My readings today challenged my thoughts about what is difficult, however, and what I can and cannot do. Judith Hanson Lasater’s A Year of Living Your Yoga challenged me to choose a pose that I find impossible, get on my mat, do it anyway – no whining. I chose Warrior 3, which I only held a few seconds but I did it. Truthfully, I was rather shocked. In the class I attended this evening, I did several poses that have been difficult for me and held a number the full time or close to the full time the teacher asked us to. I am becoming stronger in standing poses but other poses were not ones I had practiced for a while.

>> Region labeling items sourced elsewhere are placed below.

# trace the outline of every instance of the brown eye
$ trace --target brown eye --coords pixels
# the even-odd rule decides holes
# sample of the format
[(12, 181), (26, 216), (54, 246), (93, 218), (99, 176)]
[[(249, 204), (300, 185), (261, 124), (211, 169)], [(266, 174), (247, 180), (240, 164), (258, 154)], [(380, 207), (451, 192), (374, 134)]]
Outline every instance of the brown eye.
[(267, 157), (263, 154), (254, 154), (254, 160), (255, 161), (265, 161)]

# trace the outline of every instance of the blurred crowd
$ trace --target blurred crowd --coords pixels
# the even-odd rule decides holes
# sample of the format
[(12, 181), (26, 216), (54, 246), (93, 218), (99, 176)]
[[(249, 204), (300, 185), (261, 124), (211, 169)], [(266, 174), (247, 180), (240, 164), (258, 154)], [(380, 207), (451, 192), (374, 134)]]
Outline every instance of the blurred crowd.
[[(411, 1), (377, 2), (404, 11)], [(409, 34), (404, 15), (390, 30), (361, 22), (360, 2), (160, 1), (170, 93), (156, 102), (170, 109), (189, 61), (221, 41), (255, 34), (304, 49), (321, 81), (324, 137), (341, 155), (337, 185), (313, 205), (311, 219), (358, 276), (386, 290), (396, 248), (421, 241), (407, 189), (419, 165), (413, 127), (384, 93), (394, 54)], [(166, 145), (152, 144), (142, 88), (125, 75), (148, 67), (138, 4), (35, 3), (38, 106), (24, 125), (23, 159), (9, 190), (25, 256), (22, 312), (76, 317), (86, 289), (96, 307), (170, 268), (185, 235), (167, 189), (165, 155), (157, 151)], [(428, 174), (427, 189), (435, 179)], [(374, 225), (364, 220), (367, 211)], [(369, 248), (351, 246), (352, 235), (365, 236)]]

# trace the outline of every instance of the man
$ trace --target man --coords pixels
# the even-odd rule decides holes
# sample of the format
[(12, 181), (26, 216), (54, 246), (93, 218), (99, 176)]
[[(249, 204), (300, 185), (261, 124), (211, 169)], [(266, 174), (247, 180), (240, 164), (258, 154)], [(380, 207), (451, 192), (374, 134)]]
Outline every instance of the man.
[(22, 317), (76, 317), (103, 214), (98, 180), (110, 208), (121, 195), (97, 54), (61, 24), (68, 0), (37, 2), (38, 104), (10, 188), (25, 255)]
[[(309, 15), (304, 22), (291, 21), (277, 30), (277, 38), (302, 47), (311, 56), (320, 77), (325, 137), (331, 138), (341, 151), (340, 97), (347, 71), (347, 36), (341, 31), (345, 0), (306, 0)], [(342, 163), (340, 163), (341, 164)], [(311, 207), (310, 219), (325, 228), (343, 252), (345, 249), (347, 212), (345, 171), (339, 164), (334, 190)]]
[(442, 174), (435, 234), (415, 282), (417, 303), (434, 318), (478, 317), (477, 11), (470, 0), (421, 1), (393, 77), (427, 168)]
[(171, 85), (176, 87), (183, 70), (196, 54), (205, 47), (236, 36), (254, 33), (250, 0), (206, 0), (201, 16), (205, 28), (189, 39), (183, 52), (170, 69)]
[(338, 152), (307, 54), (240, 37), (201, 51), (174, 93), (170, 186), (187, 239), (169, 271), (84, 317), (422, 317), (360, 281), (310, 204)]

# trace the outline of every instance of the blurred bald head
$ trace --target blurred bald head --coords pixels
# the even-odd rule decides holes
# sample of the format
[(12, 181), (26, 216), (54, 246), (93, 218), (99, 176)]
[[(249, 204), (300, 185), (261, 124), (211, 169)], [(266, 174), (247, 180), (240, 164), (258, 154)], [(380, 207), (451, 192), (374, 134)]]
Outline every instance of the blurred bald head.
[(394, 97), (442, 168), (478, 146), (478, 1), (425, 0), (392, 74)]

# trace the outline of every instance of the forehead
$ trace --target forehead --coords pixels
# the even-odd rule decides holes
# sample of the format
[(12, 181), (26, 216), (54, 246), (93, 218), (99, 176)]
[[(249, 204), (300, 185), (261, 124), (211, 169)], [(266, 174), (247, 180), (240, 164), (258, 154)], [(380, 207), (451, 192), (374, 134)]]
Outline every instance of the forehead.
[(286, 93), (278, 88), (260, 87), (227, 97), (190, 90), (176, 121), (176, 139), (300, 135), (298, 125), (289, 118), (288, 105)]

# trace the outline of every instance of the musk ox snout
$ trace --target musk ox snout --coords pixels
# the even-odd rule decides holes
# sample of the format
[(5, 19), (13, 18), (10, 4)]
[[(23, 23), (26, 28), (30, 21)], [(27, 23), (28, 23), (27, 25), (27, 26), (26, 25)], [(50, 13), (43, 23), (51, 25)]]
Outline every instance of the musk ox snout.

My reading in Rolf Gates’ book today discusses humility and the balance that we keep between playing small and not playing small. It is a choice While I can come up with every excuse under the sun about why I can’t do certain poses, and some are valid, I also play small and sell myself short sometimes by not trying because I am afraid I will fail. We need fear, but we also need to try and push out of our comfort zones. “Our postures become the embodiment of this exquisite balance between holding on and letting go, action and nonaction, ambition and restraint” (Gates, 33). I won’t do a pose that I am not ready for and might injure myself, but I need to push myself bit by bit into poses that I am working on and that I find difficult.
There are other aspects of teacher training that are difficult. Working through the philosophy and teachings of yoga, working with my body, being in a room full of amazing women with stories about their own challenges all bring things up. I was surprised over the weekend that memories of my mom were so strong after someone mentioned talking to her mother. My mother died in 1983 and while I think about her, the strong memories that could bring me to tears in the first few years are mainly gone. But there they were again. I finally realized that the memory involved a number of things – she died 32 years ago last week and her funeral was on March 15. I am once again doing something that she never would have imagined I would do. I’ve done that a lot in my adult life, largely lived without my mother. I’ve gone out and done the things I was afraid to do and have tried not to put things off until it was too late.
I will continue to choose difficult things that challenge me, physically, mentally and emotionally. Some will be more difficult than others and some will take me by surprise. Some things will just come without a choice but I know that I am strong enough to meet the challenges. It’s all good.